Svelato il vero volto, le facce, dei Duft Punk che per la prima volta sono stati immortalati dai paparazzi senza caschi. La foto è stata scattata all'aeroporto di Parigi, dopo la vittoria conquistata ai Grammy.

Foto di Guy-Manuel de Homem-Christo e Thomas Bangalter a viso scoperto


----------



## admin (30 Gennaio 2014)




----------



## Brontolo (30 Gennaio 2014)

ridategli il casco.


----------



## Fabriman94 (30 Gennaio 2014)

Due geni. Li stimo sia come musicisti che come personaggi. Sono talmente bravi nel loro genere "elettronico" che non li riesci ad immaginare come essere umani


----------



## Djici (30 Gennaio 2014)

hanno fatto un intervista senza casco ad inizio carriera.


----------



## Belfast Boy (1 Febbraio 2014)

Bruttarelli da giovani, ora invecchiati male ed ovviamente ulteriormente imbruttiti.

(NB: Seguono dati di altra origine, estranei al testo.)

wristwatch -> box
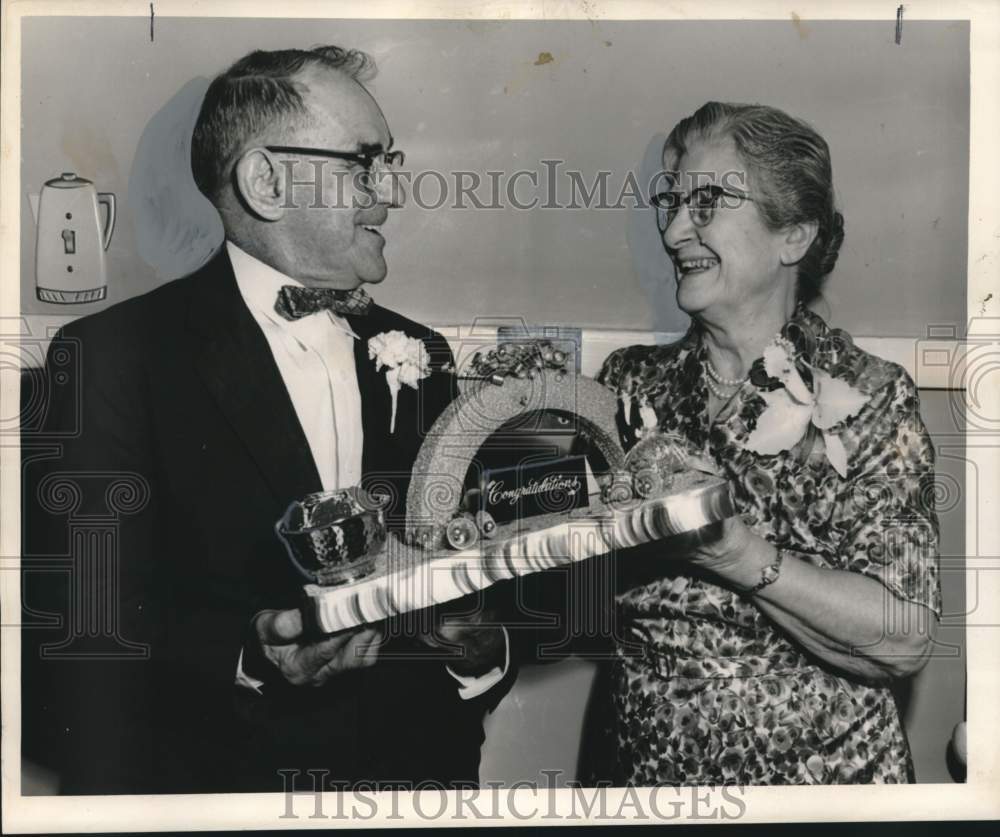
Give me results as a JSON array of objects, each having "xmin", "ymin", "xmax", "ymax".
[{"xmin": 743, "ymin": 546, "xmax": 785, "ymax": 599}]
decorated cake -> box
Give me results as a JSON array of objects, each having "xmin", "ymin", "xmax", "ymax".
[{"xmin": 288, "ymin": 341, "xmax": 735, "ymax": 632}]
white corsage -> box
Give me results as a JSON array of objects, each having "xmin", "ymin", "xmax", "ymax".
[
  {"xmin": 746, "ymin": 338, "xmax": 868, "ymax": 477},
  {"xmin": 368, "ymin": 330, "xmax": 431, "ymax": 433}
]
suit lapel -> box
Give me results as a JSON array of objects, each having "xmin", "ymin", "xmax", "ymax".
[{"xmin": 188, "ymin": 248, "xmax": 322, "ymax": 503}]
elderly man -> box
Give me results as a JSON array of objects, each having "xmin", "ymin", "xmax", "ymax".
[{"xmin": 24, "ymin": 47, "xmax": 508, "ymax": 793}]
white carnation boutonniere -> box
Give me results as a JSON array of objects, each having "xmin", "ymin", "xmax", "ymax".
[
  {"xmin": 746, "ymin": 338, "xmax": 868, "ymax": 477},
  {"xmin": 368, "ymin": 330, "xmax": 431, "ymax": 433}
]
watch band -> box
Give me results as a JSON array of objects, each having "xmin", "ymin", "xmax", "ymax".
[{"xmin": 743, "ymin": 546, "xmax": 785, "ymax": 598}]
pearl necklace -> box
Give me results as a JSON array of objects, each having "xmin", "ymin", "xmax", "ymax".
[
  {"xmin": 705, "ymin": 357, "xmax": 747, "ymax": 387},
  {"xmin": 705, "ymin": 357, "xmax": 747, "ymax": 401}
]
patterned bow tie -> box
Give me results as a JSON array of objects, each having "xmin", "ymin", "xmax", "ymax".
[{"xmin": 274, "ymin": 285, "xmax": 372, "ymax": 320}]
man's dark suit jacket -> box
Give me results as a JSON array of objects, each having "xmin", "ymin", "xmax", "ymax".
[{"xmin": 22, "ymin": 249, "xmax": 503, "ymax": 793}]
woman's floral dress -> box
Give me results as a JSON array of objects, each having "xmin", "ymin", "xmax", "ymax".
[{"xmin": 599, "ymin": 308, "xmax": 940, "ymax": 786}]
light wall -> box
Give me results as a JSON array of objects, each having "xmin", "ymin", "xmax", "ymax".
[{"xmin": 21, "ymin": 15, "xmax": 969, "ymax": 336}]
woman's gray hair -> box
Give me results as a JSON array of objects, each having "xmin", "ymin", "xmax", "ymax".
[{"xmin": 663, "ymin": 102, "xmax": 844, "ymax": 304}]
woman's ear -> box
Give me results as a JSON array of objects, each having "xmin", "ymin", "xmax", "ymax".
[
  {"xmin": 233, "ymin": 148, "xmax": 288, "ymax": 221},
  {"xmin": 781, "ymin": 221, "xmax": 819, "ymax": 265}
]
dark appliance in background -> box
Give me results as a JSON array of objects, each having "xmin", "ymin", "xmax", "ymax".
[{"xmin": 465, "ymin": 325, "xmax": 588, "ymax": 512}]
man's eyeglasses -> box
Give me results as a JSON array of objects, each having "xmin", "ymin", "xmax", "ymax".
[
  {"xmin": 650, "ymin": 184, "xmax": 753, "ymax": 234},
  {"xmin": 264, "ymin": 145, "xmax": 406, "ymax": 191}
]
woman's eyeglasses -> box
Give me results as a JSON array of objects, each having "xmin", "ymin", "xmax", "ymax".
[
  {"xmin": 650, "ymin": 184, "xmax": 753, "ymax": 234},
  {"xmin": 264, "ymin": 145, "xmax": 406, "ymax": 191}
]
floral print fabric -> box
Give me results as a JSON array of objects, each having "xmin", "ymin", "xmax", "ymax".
[{"xmin": 598, "ymin": 308, "xmax": 941, "ymax": 785}]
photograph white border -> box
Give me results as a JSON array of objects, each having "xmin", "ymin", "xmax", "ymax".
[{"xmin": 0, "ymin": 0, "xmax": 1000, "ymax": 833}]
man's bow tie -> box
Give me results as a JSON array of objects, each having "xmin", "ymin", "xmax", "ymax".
[{"xmin": 274, "ymin": 285, "xmax": 372, "ymax": 320}]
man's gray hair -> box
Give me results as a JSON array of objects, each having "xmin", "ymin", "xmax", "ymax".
[{"xmin": 191, "ymin": 46, "xmax": 375, "ymax": 202}]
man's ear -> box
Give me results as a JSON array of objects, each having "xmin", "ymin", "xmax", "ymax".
[
  {"xmin": 781, "ymin": 221, "xmax": 819, "ymax": 265},
  {"xmin": 233, "ymin": 148, "xmax": 288, "ymax": 221}
]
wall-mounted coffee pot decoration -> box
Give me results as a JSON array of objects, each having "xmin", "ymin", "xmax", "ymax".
[{"xmin": 35, "ymin": 172, "xmax": 115, "ymax": 304}]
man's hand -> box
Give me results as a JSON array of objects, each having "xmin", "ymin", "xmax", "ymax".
[
  {"xmin": 254, "ymin": 610, "xmax": 382, "ymax": 686},
  {"xmin": 420, "ymin": 610, "xmax": 506, "ymax": 677}
]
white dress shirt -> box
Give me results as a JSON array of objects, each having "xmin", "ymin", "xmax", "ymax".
[{"xmin": 226, "ymin": 241, "xmax": 510, "ymax": 700}]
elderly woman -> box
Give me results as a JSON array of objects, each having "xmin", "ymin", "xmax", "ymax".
[{"xmin": 600, "ymin": 102, "xmax": 940, "ymax": 785}]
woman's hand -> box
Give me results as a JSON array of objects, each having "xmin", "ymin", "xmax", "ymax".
[
  {"xmin": 671, "ymin": 517, "xmax": 937, "ymax": 683},
  {"xmin": 670, "ymin": 517, "xmax": 777, "ymax": 591}
]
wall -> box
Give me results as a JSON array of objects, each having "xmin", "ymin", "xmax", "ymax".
[{"xmin": 21, "ymin": 16, "xmax": 969, "ymax": 336}]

Ma chi se ne frega, devono fare musica e non sfilare.


----------



## esjie (1 Febbraio 2014)

Mi piacciono ma non li trovo chissà quali geni...molto banali


----------



## Super_Lollo (7 Febbraio 2014)

esjie ha scritto:


> Mi piacciono ma non li trovo chissà quali geni...molto banali



:O .. sticacchi... se loro sono banali gli altri cosa sono ?


----------



## Fabriman94 (7 Febbraio 2014)

Super_Lollo ha scritto:


> :O .. sticacchi... se loro sono banali gli altri cosa sono ?


Chiamateli banali, ma gente come Bob Sinclair, David Guetta, Calvin Harris, Avicii, e altri dj che riempono le discoteche più importanti d'europa, non hanno mai lontanamente raggiunto il livello di un album come Discovery, anche se i Daft Punk, con l'ultimo lavoro hanno dimostrato di non essere capaci solo di produrre musica con il computer.


----------



## esjie (7 Febbraio 2014)

Super_Lollo ha scritto:


> :O .. sticacchi... se loro sono banali gli altri cosa sono ?



Be' le tracce son molto ripetitive...sonorità e uso degli effetti (pitch voice in particolare) spesso simili tra una traccia e l'altra


----------



## Kyle Broflovsky (7 Febbraio 2014)

Se questi son dei geni, i Kraftwerk cos'erano? Mai capito tutta l'attenzione che sti due ricevono, non tanto dalla massa, quanto da una certa fetta di critica ed audience "educati"


----------